The Income Tax Appellate Tribunal (ITAT) ruled that if a registered sale document did not define the extent of a husband and wife’s holdings, then both will be considered to own an equal part of the home.

In the instance of Shivani Madan (the taxpayer), the Delhi bench of the ITAT affirmed the imposition of Rs 9.8 lakh in taxes on her behalf during the fiscal year 2014–15. (the year of the litigation). According to a TOI article, 50% of the notional rent on a vacant property was held taxable in the wife’s hand under the Income Tax Act.

In the past, a company group was searched, and it just so happened that Madan worked there. After the searches, it was discovered that she and her husband jointly purchased the house in 2011 for Rs 3.5 crore. Following this, people began to wonder why the income tax on this house property was not disclosed in her tax return.

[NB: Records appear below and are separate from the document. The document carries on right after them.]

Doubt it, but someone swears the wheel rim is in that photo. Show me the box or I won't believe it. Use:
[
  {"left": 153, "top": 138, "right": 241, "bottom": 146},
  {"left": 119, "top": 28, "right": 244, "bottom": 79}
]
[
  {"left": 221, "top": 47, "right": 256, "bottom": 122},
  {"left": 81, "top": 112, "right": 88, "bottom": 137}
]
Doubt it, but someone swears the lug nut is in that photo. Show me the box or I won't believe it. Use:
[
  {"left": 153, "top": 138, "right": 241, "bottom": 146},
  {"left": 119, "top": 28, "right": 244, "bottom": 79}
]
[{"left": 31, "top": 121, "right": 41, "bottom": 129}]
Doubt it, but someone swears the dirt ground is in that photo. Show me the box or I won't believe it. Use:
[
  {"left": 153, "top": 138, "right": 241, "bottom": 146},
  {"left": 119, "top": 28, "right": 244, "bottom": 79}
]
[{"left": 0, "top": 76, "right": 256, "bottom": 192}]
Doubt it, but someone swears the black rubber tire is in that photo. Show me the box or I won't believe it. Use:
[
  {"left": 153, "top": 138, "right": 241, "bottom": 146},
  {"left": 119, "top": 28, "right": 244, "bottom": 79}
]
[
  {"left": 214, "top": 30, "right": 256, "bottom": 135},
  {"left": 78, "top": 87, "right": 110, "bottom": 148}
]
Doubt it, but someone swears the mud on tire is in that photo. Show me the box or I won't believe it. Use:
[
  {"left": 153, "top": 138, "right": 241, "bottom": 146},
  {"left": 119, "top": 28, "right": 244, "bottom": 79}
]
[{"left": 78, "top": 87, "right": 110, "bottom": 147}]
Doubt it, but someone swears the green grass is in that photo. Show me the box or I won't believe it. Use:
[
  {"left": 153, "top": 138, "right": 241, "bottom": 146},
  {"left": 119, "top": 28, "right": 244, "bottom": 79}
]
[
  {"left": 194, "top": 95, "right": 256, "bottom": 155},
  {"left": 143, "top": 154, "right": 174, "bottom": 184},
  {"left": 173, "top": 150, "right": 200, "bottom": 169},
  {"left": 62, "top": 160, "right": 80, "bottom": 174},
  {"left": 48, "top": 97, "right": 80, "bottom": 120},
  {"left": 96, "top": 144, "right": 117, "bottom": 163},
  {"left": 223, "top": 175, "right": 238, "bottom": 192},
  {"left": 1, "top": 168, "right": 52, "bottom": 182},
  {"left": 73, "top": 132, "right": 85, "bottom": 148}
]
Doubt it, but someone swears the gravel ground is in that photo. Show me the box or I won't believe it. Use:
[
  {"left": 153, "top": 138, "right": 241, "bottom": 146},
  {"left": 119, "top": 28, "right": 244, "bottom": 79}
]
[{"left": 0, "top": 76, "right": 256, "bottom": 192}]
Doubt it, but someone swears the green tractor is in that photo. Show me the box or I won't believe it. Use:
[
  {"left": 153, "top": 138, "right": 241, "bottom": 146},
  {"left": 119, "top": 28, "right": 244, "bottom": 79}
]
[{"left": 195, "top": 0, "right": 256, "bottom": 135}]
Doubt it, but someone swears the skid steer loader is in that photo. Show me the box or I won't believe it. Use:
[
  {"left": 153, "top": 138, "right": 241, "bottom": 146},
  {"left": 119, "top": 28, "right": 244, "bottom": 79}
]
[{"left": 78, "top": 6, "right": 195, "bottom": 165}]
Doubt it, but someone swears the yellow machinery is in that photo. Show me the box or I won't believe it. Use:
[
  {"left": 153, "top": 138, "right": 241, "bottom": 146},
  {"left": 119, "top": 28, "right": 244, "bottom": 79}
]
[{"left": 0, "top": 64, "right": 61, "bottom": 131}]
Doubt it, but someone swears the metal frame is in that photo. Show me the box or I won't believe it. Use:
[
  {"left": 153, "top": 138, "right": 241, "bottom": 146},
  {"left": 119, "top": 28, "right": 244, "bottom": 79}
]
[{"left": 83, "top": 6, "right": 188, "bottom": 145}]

In proportion to her ownership interest in the property, Madan reacted with the income from the residence. She had only put down Rs. 20 lakh (or around 5.4% of the total value) in the property.

The proportional income idea was rejected at various points throughout the debate. The submissions were ultimately rejected by the ITAT. It was observed that the Calcutta High Court had ruled that property income should only be taxed in the name of the husband because the wife was a housewife with no other source of income and the husband had made all of the investment decisions. Madan, on the other hand, was a paid employee.